The Silent Solidarity event raises money for the group to attend right-to-life events and also for the group’s Project Mommy, which collects supplies to make care packages for the school’s young mothers.

Calnan said she heard from several students that some of the pro-choice students weren’t respectfully debating the issue, but using profanity against pro-life students. She also learned that the school chaplain was allegedly mocked by a couple of students participating in the pro-choice demonstration.
 
Calnan said opposition doesn’t faze her because as a pro-life supporter she said she faces it on a regular basis. But she added that she wants the current St. Pat’s pro-life group to stay strong despite the recent controversy.

“They were totally within their right to be expressing their opinion and raising funds for their projects,” she said of the pro-life student group. “They had the administration’s approval months in advance…they went through all of the right procedures.”

De Faveri said the students who expressed opposing views to the event are allowed to do so, but hadn’t gone through the proper channels to have the alteration to their uniforms approved.
 
“They had the opportunity to state their message, which they did,” he said Friday. “After they had a chance to do that, it was time for them to take off their statement. The vast majority, all but five or seven, chose to do that after they had a chance to talk to administration of the school. That was by about 9:30 in the morning.”

The students who chose not to comply were in violation of the school’s code of conduct.
In this case, a couple of the students openly swore at a teacher and the others’ behaviour is defined as opposition to authority, De Faveri said.

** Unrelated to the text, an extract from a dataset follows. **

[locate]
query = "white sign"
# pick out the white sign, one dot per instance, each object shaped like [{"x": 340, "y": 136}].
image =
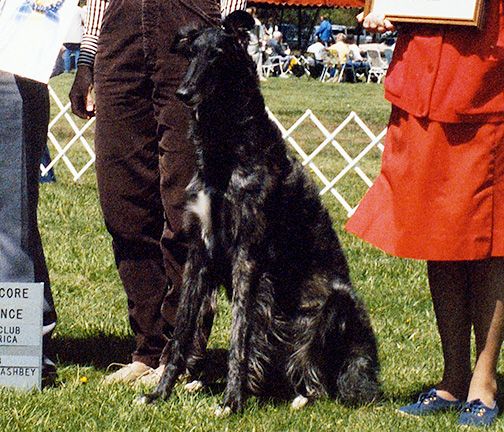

“It was whatever would have happened under any other circumstance where a student’s swearing at one of our teachers or not comply with the requests with someone who is in a position of authority at the school,” he said.

Fifteen-year-old Brittney Cloutier was issued a two-day suspension for not removing the green tape and said she did it because she wanted to prove her point.
 
“I saw Alex giving out tape in the hall. I thought it was a good idea because something bad could happen so I do believe a woman does have a choice to get an abortion or not,” she said, adding she felt it was unfair for the pro-life students to have a voice while pro-choice students were expected to remain absent from the issue.

“They say they’re a Catholic school and they won’t judge you and they won’t shove religion down your throat, but really they’re doing the exact opposite,” she said.

De Faveri couldn’t say whether or not the green-tape initiative would have been approved had it gone through the same process as the Day for Silent Solidarity. He said he does want students to know that the process is there for any events they want to organize.